The growth represents a 31 percentage points higher than the 5.0 per cent, YoY growth recorded at the end of June 2022.
Furthermore, consumer loans recorded quarter-on-quarter growth, QoQ of 12.2 per cent from N2.35 trillion at the end of Q1’23.
“Consumer credit improved owing to increased demand for personal loans and strengthened enforcement of the Loan-to-Deposit Ratio (LDR) policy,” the CBN said.
On the LDR, the apex bank had stated in 2019: “All Deposit Money Banks (DMBs) are required to attain a minimum LDR of 65% by December 31, 2019 and this ratio shall be subject to quarterly review. To encourage SMEs, Retail, Mortgage and Consumer Lending, these sectors be assigned a weight of 150% in computing the LDR for this purpose.”
The increase in demand for personal loans according to analysts and bankers who spoke to Financial Vanguashallrd is due to the higher cost of living caused by persistent rise in prices of goods and services as well as continued depreciation of the naira.
The NBS data also showed that over 65 per cent rise in inflation in October, was caused by increases in the prices of basic household needs namely, Food & Non-Alcoholic Beverages, Housing, Water, Electricity, Gas & Other Fuel. In addition to food shortages caused by insecurity and transport cost, a major factor behind the increases in prices of goods and services is the continued depreciation of the nation’s currency.
The depreciation of the naira was aggravated by reform measures introduced by the CBN on June 14th, 2023.
In the official market, the exchange rate rose to N840.53 per dollar last week Wednesday from N471.67 per dollar on June 14th, representing 78 per cent depreciation. Similarly, the exchange rate in the parallel market rose to N1,155 per dollar from N768 per dollar on June 14th, 2023, representing 50 per cent depreciation.
The higher cost of living resulting from this development, according to banks, has triggered a sharp increase in demand for consumer loans.
Experts, analysts’ insight
Commenting on this situation, a senior banker who spoke to Financial Vanguard on condition of anonymity, said: “There has been a consistent increase in loan demand across all consumer segments, with an almost 50% increase in the average loan amount requested by customers in the affluent segments.”
Explaining how the upward trend in inflation is translating to increased demand for consumer loans, Head of Equity Research, FBNQuest Securities Limited, Tunde Abidoye, said: “The effect of rising inflation and currency depreciation on the economy is that it has reduced real income for households.
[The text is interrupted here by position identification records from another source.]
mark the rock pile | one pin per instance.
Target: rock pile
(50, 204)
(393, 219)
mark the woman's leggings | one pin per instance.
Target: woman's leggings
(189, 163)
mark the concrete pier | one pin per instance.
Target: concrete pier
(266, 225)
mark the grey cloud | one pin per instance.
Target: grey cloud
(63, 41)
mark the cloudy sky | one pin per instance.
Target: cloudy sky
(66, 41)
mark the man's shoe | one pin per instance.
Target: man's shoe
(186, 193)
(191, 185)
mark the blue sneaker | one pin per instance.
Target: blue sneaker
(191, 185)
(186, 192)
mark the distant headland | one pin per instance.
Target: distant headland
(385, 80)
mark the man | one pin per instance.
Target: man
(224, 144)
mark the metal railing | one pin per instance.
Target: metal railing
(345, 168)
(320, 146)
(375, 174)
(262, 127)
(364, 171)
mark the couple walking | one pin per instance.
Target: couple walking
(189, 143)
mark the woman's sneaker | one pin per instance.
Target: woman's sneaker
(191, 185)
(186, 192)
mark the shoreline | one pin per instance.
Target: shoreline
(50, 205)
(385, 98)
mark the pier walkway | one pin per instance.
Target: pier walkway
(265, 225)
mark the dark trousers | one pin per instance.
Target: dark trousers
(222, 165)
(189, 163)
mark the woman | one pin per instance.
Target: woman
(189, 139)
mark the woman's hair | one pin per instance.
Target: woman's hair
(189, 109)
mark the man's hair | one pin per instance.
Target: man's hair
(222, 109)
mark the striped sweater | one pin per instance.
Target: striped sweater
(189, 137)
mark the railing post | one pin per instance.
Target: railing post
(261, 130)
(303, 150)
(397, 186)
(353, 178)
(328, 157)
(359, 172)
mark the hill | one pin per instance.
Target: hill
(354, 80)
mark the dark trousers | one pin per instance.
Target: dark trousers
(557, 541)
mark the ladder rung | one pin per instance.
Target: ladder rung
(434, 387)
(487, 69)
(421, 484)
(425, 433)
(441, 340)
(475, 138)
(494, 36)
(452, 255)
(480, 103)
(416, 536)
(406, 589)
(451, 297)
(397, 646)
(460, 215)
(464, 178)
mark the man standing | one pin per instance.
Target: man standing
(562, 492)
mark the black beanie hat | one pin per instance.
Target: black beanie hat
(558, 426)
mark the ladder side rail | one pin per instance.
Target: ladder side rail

Therefore, households will have to look for other sources of inflow, which in most cases, will be in the form of debt financing to meet up with their already existing obligations. Some households may need bridge financing. This may be one factor responsible for the rise in personal loans.
“Secondly, inflation is the increase in the price of goods and services. As a result, households will have to pay more for their needs. Consequently, if the disposable income of households remains constant, they will have to look for other sources of income, such as borrowings and loans.”
Also commenting, Oluwole Sole, Sub Saharan Africa Banking Analysts with Vetiva Capital Management Limited, said: “The growth in consumer loans is driven by heightened inflationary pressures that have left consumers with limited options to meet their current needs. Consequently, borrowing has become an attractive option.
“The data reveals that the significant surge in consumer loans can be attributed to personal loans, indicating that consumers are grappling with meeting their demands in the face of the elevated inflationary environment.”
Similarly, Atinuke Egwuatu, Group Head Consumer Lending, United Bank for Africa, UBA Plc, explained that the increase in demand for consumer loans is driven by current economic realities reflected in the increased cost of living triggered by naira depreciation.
She said: “Increased cost of living has led to a reduction in the purchasing capacity of customers. Due to the high rise in cost of living, many customers are unable to sort out day to day running costs of their homes depending on their salaries alone, hence the need to seek funding from their banks in lieu of expected future salary payments.
“Prior to the consistent devaluation of the naira against other currencies, people were able to save up funds in order to finance major projects. However, with the consistent Naira devaluation, saving up funds for a project is not as effective anymore, as the projected cost could have doubled or tripled while saving up cash for it as the returns on the investment is not able to keep up pace with the devaluation rate. As a result, consumers tend to seek additional funding to finance these projects and spread their repayments over a period of time.
“Some customers resort to obtaining personal loans from financial institutions to start a side business or alternative income source to augment their income flows so they are able to cope with the harsh economic realities the country is currently facing.”
What banks are doing
While the growth in consumer loans may have been triggered by economic realities, Financial Vanguard findings also showed that banks have deployed measures to make the loans more accessible and affordable for the customers.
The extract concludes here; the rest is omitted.